Yükleniyor
Yükleniyor
TCMB Başkanı Kavcıoğlu, yılın ilk enflasyon raporuna ilişkin basın toplantısı düzenledi. Kavcıoğlu, küresel iktisadi faaliyette yaşanan toparlanma ve aşılama oranlarındaki artışa rağmen salgında yeni varyantlar ve jeopolitik risklerin, küresel iktisadi faaliyet üzerindeki aşağı yönlü riskleri canlı tuttuğunu ve belirsizlikleri artırmaya devam ettiğini söyledi. Kavcıoğlu, "Varyantlara ilişkin risklerin canlı kalması bazı ülkelerde 2022 yılı büyüme görünümünü olumsuz etkiledi ve büyüme tahminlerinin aşağı yönlü güncellenmesine neden oldu.
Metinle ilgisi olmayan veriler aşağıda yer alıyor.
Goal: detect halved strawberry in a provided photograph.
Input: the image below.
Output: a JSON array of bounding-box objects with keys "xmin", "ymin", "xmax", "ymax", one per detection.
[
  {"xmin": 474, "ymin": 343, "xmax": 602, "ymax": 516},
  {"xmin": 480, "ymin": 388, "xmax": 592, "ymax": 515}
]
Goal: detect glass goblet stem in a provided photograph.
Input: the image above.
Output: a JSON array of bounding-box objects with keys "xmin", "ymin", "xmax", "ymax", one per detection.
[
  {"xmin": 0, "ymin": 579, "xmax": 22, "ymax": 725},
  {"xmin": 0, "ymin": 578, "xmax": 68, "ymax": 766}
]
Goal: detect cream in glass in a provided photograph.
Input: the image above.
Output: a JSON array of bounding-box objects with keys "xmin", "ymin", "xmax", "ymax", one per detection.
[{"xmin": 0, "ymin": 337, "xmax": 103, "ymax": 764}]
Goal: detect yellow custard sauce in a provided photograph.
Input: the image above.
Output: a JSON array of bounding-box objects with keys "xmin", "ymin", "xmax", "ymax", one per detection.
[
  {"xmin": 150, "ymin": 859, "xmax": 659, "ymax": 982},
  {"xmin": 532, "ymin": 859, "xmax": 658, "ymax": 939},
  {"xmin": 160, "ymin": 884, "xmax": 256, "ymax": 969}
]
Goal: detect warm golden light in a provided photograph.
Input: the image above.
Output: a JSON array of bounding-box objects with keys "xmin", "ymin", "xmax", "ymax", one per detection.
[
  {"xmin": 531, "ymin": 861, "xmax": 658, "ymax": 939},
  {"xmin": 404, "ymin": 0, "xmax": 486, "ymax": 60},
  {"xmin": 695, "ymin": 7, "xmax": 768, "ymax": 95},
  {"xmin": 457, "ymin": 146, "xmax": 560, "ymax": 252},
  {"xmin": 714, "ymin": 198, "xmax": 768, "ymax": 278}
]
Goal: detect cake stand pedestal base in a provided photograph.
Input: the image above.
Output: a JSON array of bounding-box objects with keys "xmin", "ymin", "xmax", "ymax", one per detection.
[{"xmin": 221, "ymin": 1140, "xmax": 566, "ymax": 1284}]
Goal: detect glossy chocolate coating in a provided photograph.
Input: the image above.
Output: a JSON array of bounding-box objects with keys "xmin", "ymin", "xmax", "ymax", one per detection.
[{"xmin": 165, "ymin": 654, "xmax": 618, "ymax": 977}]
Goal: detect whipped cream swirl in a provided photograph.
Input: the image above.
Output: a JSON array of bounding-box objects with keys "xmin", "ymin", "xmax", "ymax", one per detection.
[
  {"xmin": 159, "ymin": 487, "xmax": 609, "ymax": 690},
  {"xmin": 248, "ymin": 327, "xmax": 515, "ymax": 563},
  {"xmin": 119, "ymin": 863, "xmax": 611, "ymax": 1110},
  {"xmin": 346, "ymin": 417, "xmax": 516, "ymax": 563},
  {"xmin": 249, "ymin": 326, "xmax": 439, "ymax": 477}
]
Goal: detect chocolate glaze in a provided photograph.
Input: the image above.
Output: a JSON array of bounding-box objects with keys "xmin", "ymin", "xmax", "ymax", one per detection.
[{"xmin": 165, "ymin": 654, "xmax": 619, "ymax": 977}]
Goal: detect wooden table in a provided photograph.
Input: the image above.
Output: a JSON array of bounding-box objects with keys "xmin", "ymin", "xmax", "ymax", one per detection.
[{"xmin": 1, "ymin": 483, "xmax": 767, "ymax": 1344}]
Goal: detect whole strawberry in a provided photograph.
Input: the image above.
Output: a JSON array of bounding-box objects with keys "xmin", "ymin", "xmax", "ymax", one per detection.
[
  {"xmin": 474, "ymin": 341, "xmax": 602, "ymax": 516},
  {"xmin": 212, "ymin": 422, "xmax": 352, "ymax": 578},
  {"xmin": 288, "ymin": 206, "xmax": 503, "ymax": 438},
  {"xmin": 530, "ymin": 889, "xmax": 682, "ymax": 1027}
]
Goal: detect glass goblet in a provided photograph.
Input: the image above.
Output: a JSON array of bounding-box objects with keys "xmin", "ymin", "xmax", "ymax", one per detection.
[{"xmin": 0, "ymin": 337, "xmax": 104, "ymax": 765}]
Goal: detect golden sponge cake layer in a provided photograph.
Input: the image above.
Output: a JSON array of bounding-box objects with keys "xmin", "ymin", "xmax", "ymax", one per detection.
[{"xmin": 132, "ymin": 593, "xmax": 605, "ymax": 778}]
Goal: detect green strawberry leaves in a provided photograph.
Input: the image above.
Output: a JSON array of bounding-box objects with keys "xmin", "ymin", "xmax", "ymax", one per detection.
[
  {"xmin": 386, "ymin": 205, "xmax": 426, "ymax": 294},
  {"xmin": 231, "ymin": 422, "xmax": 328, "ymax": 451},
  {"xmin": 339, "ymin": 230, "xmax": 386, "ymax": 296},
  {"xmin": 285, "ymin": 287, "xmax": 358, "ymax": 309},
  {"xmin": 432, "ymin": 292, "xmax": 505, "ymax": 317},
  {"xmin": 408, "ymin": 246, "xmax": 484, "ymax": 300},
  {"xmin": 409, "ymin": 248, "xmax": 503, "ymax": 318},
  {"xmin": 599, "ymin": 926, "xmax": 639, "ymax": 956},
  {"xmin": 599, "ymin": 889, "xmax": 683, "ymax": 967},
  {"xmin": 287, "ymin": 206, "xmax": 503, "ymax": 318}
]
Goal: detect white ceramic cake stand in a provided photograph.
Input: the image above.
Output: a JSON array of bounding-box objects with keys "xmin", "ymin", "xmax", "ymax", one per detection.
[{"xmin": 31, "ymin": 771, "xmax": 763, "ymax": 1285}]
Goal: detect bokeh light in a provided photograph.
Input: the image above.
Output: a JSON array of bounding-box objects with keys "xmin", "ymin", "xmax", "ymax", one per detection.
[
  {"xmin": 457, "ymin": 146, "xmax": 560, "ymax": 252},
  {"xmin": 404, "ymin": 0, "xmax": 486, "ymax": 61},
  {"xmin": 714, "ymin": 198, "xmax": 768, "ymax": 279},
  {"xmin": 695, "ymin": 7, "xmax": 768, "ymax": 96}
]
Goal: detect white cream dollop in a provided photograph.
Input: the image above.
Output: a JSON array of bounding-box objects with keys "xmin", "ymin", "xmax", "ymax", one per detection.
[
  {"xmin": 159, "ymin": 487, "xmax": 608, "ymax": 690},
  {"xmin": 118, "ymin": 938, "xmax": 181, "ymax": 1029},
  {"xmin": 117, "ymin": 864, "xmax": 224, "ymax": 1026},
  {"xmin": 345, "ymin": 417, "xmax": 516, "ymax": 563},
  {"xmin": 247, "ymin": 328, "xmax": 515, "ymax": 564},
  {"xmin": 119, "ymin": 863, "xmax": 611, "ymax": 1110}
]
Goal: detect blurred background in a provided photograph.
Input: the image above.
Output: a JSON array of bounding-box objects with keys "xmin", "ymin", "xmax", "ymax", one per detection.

Türkiye’nin ana ticaret ortaklarında büyüme öngörüleri 2021 yılı için 'ekim rapor' dönemine göre daha çok yukarı yönlü güncellenirken, 2022 yılı büyüme öngörüleri bir miktar aşağı yönlü güncellendi. Bununla birlikte, aşılanma oranlarında gelinen düzey ve salgın koşullarında faaliyetin sürdürülmesine ilişkin deneyim sayesinde küresel iktisadi faaliyet üzerindeki risklerin sınırlı olduğunu değerlendiriyoruz. Bu gelişmeler ışığında, Türkiye’nin dış talep görünümü olumlu seyrini korumaktadır" dedi.
TURİZM VE İHRACAT VURGUSU
Kavcıoğlu, yurt içi makroekonomik görünümlere ilişkin, "2021 yılı 3'üncü çeyreğinde milli gelir çeyreklik bazda yüzde 2,7, yıllık bazda ise yüzde 7,4 oranında arttı. İktisadi faaliyet, söz konusu dönemde aşılamadaki güçlü ivme ile birlikte kısıtlamaların hafifletilmesi ve turizm faaliyetindeki toparlanmanın belirginleşmesiyle kuvvetli seyrini sürdürdü. Turizmdeki bu durum ve güçlü ihracat performansı sayesinde net ihracatın yıllık büyümeye katkısı 6,8 yüzde puan ile oldukça yüksek gerçekleşti. Böylece, Türkiye 3'üncü çeyrekte OECD ülkeleri arasında net ihracatın yıllık büyümeye en fazla katkı yaptığı ülkeler arasında yer aldı. Kapasite kullanım seviyeleri ve diğer öncü göstergeler, iktisadi faaliyetin hem dış hem de iç talebin desteğiyle yılın son çeyreğinde güçlü seyrettiğini gösteriyor. Sanayi üretimi, 4'üncü çeyrekte de yükseliş eğilimini sürdürdü. Özellikle yurt dışı ciro endekslerinin yüksek seviyelerini, yurt dışı talebin sanayi üretimini 4'üncü çeyrekte de desteklemeye devam ettiği yönünde değerlendiriyoruz. Anket verileri, yılın son çeyreğinde de firmaların gelecek için yatırım harcamalarını artırmayı planladığına işaret ediyor. Tedarik sorunlarının üretim üzerinde sınırlayıcı olduğu taşıt sektörü dışlandığında Kasım ayı itibarıyla dış ticaret ve üretim endeksleri yılın son çeyreğinde sabit sermaye malları talebinin güçlü seyrettiğini teyit ediyor" diye konuştu.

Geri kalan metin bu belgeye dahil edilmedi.